Rispetto alla media Ue abbiamo registrato un differenziale di crescita reale annuo della produttività pari a -1,2 punti percentuali. Se si continua di questo passo si rischia di arrivare a tassi di produttività da Paese in via di sviluppo con fin troppo chiare implicazioni in materia di redditi, risparmi, investimenti e potenziale di crescita.

L’andamento negativo della produttività morde sulla competitività. Mentre si intravedevano i barlumi di quella che sarebbe dovuta essere la seconda Repubblica, l’export italiano superava il 5% di quello mondiale; alla nascita dell’euro si era giunti al 3,8%; gli ultimi dati mostrano che, nonostante l’exploit di questa o di quella fascia del made in Italy , facciamo fatica a tenere il 3%. La nostra quota di mercato è sempre più insignificante nel contesto mondiale perché la nostra specializzazione produttiva è rimasta in gran parte ancorata a settori tradizionali (con qualche produzione di nicchia), condizionati a loro volta dalla modesta dimensione d’impresa (in media in Italia un’impresa ha 4 addetti e soltanto il 18% delle imprese ne hanno più di 250).

Inoltre, da decenni si trascurano la crescita del capitale umano e le attività di ricerca e sviluppo; la caduta degli investimenti pubblici incide negativamente sul capitale fisso sociale (è stato stimato, ad esempio, che le carenze infrastrutturali comportano un costo alle imprese e ai consumatori di 40 miliardi di euro l’anno). Il tutto si innesca su una finanza pubblica fragile dove ci sono ancora ampi margini di spesa improduttiva.

In sintesi, nella presunta seconda Repubblica, l’economia italiana è cresciuta a un tasso appena dello 0,9% l’anno – più sostenuto tra il 1992 e il 2000 (1,8% l’anno) e più contenuto (0,4% l’anno) sino all’inizio di una recessione che minaccia di diventare depressione. In ultima posizione comunque tra i 27 dell’Ue e con un forte distacco rispetto alla media dell’eurozona.

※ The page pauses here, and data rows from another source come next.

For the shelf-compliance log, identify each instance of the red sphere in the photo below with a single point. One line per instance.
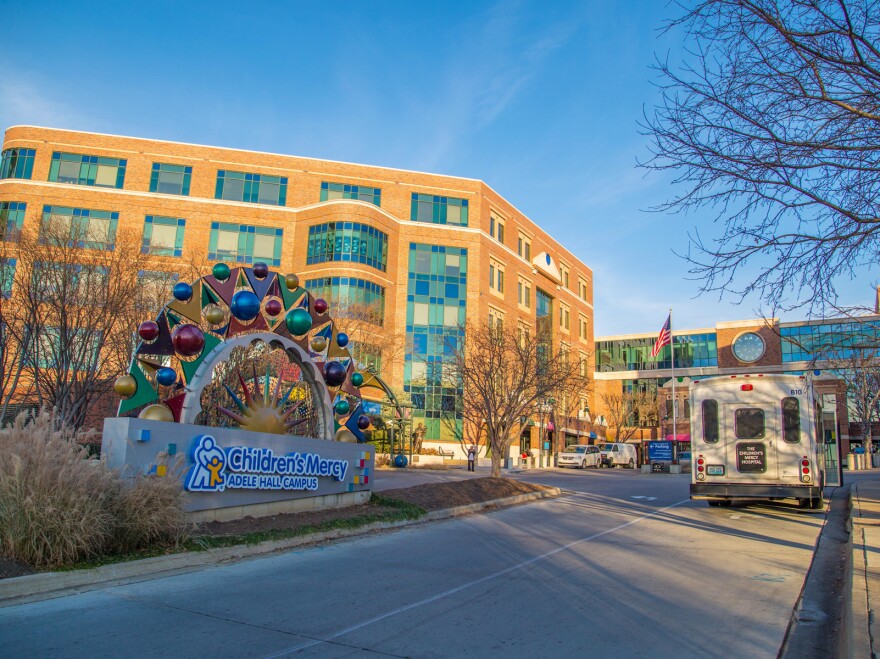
(148, 330)
(188, 340)
(273, 307)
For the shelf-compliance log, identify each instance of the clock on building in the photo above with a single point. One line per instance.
(748, 347)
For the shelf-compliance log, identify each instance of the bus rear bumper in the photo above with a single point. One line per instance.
(753, 491)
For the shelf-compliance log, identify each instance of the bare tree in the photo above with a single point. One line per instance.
(503, 376)
(773, 122)
(71, 316)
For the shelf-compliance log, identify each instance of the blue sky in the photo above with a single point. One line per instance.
(539, 99)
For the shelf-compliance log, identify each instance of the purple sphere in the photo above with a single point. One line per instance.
(334, 374)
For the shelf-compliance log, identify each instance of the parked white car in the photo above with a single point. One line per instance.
(617, 454)
(581, 456)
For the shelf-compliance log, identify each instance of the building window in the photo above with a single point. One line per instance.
(524, 248)
(348, 241)
(251, 188)
(11, 219)
(496, 321)
(496, 228)
(438, 210)
(170, 179)
(435, 313)
(163, 236)
(345, 191)
(564, 317)
(80, 227)
(563, 273)
(17, 163)
(7, 274)
(496, 277)
(524, 293)
(87, 170)
(244, 243)
(351, 291)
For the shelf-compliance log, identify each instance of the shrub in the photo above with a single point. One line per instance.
(57, 507)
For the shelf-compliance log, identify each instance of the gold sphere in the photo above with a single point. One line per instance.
(125, 386)
(214, 314)
(157, 412)
(345, 435)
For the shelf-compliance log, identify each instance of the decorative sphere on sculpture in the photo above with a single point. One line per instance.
(334, 374)
(245, 305)
(221, 271)
(182, 292)
(298, 321)
(188, 340)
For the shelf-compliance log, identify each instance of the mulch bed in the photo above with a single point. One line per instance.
(430, 496)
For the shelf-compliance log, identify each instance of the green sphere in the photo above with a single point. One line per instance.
(221, 272)
(299, 321)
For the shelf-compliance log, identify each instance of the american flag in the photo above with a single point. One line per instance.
(665, 337)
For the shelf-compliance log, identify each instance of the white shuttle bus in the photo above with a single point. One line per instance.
(755, 437)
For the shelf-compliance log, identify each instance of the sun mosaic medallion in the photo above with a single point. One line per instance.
(246, 348)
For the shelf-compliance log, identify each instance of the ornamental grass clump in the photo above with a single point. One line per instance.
(57, 507)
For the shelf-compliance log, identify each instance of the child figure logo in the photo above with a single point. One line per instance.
(209, 461)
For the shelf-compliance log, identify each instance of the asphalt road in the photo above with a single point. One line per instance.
(622, 565)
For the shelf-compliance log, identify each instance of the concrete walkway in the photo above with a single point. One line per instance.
(866, 567)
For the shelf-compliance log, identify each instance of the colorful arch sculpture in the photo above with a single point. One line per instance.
(234, 307)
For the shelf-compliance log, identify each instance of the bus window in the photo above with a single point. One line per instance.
(710, 421)
(749, 423)
(791, 420)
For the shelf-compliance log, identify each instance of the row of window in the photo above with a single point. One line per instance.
(167, 178)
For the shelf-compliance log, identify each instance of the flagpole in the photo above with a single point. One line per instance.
(674, 424)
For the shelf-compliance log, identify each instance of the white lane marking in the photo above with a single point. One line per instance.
(457, 589)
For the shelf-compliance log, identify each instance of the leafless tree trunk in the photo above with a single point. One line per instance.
(772, 121)
(504, 375)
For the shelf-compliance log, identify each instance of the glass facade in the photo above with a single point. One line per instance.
(348, 241)
(244, 243)
(11, 219)
(345, 191)
(82, 227)
(691, 351)
(350, 290)
(163, 236)
(251, 188)
(439, 210)
(87, 170)
(170, 179)
(435, 313)
(17, 163)
(830, 341)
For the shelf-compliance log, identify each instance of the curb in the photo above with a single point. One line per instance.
(33, 587)
(820, 624)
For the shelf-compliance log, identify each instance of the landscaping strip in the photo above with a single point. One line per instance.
(52, 584)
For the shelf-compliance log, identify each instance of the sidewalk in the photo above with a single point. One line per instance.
(866, 567)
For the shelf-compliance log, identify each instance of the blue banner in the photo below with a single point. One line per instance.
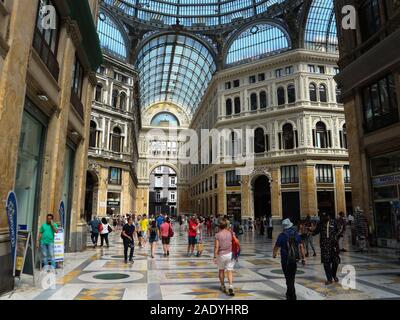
(61, 212)
(12, 209)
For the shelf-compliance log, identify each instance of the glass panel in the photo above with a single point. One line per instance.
(28, 167)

Nessuno può attribuire ad Angela Merkel il nostro “male oscuro”. Dovremmo invece ringraziarla perché ce lo fa toccare con mano. Ricordate cosa dice Cassio a Bruto nel primo atto del “Giulio Cesare” di Shakespeare? “Il problema non è nelle nostre stelle, ma in noi stessi”. L’Istat non utilizza i settenari del Bardo. Ma i suoi numeri sono ancora più eloquenti.